If we include Books II and III, human interpretive faculties gain more weight in ordering earthly action. Unlike his more Reformed peers, Hooker does not believe that all ecclesiastical or civil law must be rooted in Scripture. God made man with reason and, despite its corruption though original sin, He still delights in man’s use of his natural faculties. As long as we are not directly contradicting God’s express soteriological dictates as found in Scripture, we are free to act. In matters adiaphora, those affairs indifferent to salvation, Hooker recommends that we use our faculties to find what is most beneficial and expedient for human society. It is not against faith to do so because natural law requires that we act rationally in order to survive. We can also use our reason to aid in our supernatural ends, helping us to interpret Scripture appropriately and persuade others to do so as well. Just as imperfect “reason hath need of grace,” Hooker hopes that grace also has some need of reason. How we think is crucial; it is therefore critical that we work to hone our faculties and avoid vain, speedy, or heretical philosophy (see 2.1.4, 2.2.2, 2.5.4-7, 3.8.6-11). From this we learn about the intellectual responsibility of an individual which has significant consequences for Hooker’s account of sovereign power in Book VIII. Given the fragmentary and heavily edited nature of the eighth book, Hooker’s argument in Books II and III also helps us clarify doubts provided by the publication history. To add another layer, Hooker’s concern for correctly used reason and his concerns about misinterpretation also give us some insight into the intellectual standards of an academic divine in a period when institutional culture and curricula of education were dramatically changing.

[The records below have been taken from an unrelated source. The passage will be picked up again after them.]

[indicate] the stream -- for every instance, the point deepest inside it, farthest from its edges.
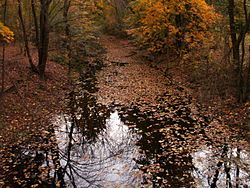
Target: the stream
(93, 145)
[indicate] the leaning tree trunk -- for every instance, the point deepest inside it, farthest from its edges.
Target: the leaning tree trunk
(3, 51)
(25, 37)
(236, 41)
(44, 37)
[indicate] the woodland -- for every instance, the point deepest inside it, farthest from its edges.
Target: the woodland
(125, 93)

It should be said that just because a book is large and slow does not mean it is good. Hooker’s contemporary John Bridges produced the fourteen-hundred-page Defence of the Government Establish’d which Patrick Collinson has called “smothering” and which I call “the literary equivalent of a humpback whale trying to run a marathon.” In the same vein, some fast thought is cleverly crafted, exceptionally illuminating, and worth slow scholarship. Erasmus’s In Praise of Folly is an excellent example of this. In a 1968 article which holds true to this day, McGrade himself notes that Hooker is ‘largely unread’ due to his heft.  We may find slower thinkers to be bad or fast thinkers to be good, but we have to read them at all to make that judgement and do so with an awareness of their identities as writers. For me, Hooker’s layered argument provides a unique and interesting way to consider thinking in the Elizabethan church and the society around it precisely because of the way which it unfolds. I worry – whether through oversimplification, hurriedness, cavalier editing, or plain laziness – we risk making Hooker and other slow thinkers do intellectual work they did not do.
Elizabeth Buckheit is a first-year PhD student in history at Yale University.